Deixando de lado o plano ficcional e pulando para a dura realidade da existência, Evandro Affonso Ferreira conta que, enquanto escrevia a história, também se recordava de uma irmã querida, a caçula da casa, que morreu de Aids. “Fiquei muito chocado com essa situação e de certa forma transportei toda essa angústia para o livro. Depois, quis também homenagear, evocando na memória dois amigos queridos, intelectuais de primeira: José Paulo Paes e Alcir Pécora, que me ajudaram muito desde o meu primeiro trabalho. Foi assim que nasceu, por assim dizer, Os piores dias de minha vida foram todos.”

Três perguntas para...

Evandro Affonso Ferreira
escritor

Por que chamar os três romances de Trilogia do desespero?

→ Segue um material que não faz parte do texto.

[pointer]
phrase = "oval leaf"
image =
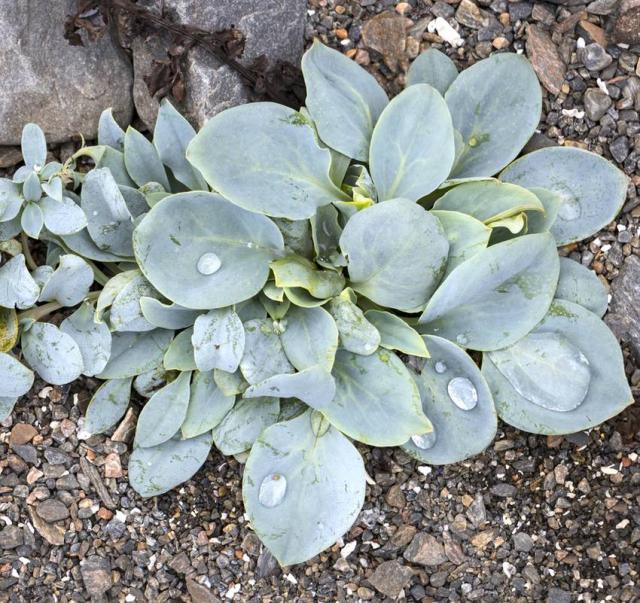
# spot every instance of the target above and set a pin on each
(434, 68)
(218, 340)
(458, 434)
(412, 146)
(54, 355)
(598, 350)
(156, 470)
(343, 99)
(496, 297)
(264, 158)
(321, 477)
(164, 413)
(495, 106)
(202, 252)
(397, 253)
(376, 400)
(108, 405)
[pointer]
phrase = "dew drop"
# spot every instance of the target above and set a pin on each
(424, 441)
(272, 490)
(462, 393)
(569, 209)
(208, 263)
(440, 367)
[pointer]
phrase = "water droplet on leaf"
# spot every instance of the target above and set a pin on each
(462, 340)
(424, 441)
(462, 393)
(272, 490)
(208, 263)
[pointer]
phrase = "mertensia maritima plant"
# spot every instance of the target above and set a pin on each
(284, 283)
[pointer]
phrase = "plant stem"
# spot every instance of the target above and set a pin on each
(24, 240)
(41, 311)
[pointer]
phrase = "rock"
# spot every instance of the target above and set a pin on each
(469, 15)
(425, 550)
(594, 57)
(21, 434)
(477, 512)
(96, 575)
(546, 59)
(52, 533)
(390, 578)
(557, 595)
(602, 7)
(211, 86)
(624, 311)
(11, 537)
(395, 497)
(63, 88)
(200, 593)
(266, 565)
(519, 11)
(627, 26)
(52, 510)
(503, 490)
(619, 148)
(522, 542)
(596, 103)
(112, 466)
(385, 33)
(592, 33)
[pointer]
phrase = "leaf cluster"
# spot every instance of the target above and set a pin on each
(283, 283)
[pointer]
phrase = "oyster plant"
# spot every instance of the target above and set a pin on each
(284, 284)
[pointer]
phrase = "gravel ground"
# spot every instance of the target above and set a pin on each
(532, 519)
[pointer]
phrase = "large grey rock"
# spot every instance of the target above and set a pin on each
(623, 317)
(273, 28)
(63, 88)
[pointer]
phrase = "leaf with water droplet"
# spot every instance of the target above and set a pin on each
(461, 429)
(54, 355)
(592, 189)
(244, 423)
(172, 238)
(592, 347)
(319, 477)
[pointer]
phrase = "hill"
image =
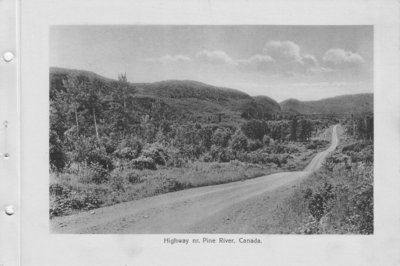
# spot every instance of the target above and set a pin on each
(344, 104)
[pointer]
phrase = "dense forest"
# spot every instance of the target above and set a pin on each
(113, 141)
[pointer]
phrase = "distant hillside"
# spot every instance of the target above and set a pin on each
(357, 103)
(187, 98)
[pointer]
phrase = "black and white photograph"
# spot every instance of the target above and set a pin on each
(211, 129)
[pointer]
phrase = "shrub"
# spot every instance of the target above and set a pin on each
(266, 140)
(129, 148)
(93, 173)
(239, 142)
(157, 153)
(221, 137)
(58, 158)
(255, 129)
(143, 162)
(63, 200)
(254, 145)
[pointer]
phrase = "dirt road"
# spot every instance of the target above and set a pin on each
(238, 207)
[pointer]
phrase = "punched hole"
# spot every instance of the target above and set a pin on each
(8, 56)
(9, 210)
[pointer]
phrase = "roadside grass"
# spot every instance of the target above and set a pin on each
(337, 199)
(75, 190)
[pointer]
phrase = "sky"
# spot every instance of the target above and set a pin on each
(282, 62)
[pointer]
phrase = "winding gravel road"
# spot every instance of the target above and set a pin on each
(237, 207)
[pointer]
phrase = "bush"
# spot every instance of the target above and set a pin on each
(58, 158)
(63, 200)
(93, 173)
(255, 129)
(221, 137)
(157, 153)
(239, 142)
(143, 162)
(129, 148)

Foi o jeito que encontrei para decodificar o conjunto da obra, toda ela escrita num período crítico da minha vida. Comecei a escrever os livros andando pelas ruas de São Paulo, vendo pessoas, coisas, acontecimentos de todos os naipes. Os três livros, de certa forma, dialogam com essa metrópole apressurada. Cada um à sua maneira. No primeiro, o personagem dialoga, por assim dizer, telepaticamente, com os frequentadores de um shopping; no segundo, o personagem, ele mesmo um mendigo, dialoga com seus pares debaixo de um viaduto; e no último, o personagem, morrendo numa UTI, se imagina andando pelas ruas da cidade. Encerro essa trilogia satisfeito. Foi gratificante escrever esses três livros.

Os livros lhe deram prêmios importantes. O que significaram para você?

Prêmios! Ah!, os prêmios. Mas é sempre bom ganhá-los, ajuda, dá mais visibilidade ao trabalho. Mais tapinhas nas coisas, convites aqui, ali, acolá. Seria hipocrisia dizer que não ajudam.

Leituras de hoje ou as releituras de sempre?

Leio, releio meus deuses de sempre: Bruno Schulz, Hilda Hilst, Kawabata, Cornélio Penna, Herberto Helder, Hermann Broch, Robert Musil e outros. Quanto à literatura atual, acompanho muito pouco, muito pouco mesmo. Costumo dizer que sou antigo, pré-socrático.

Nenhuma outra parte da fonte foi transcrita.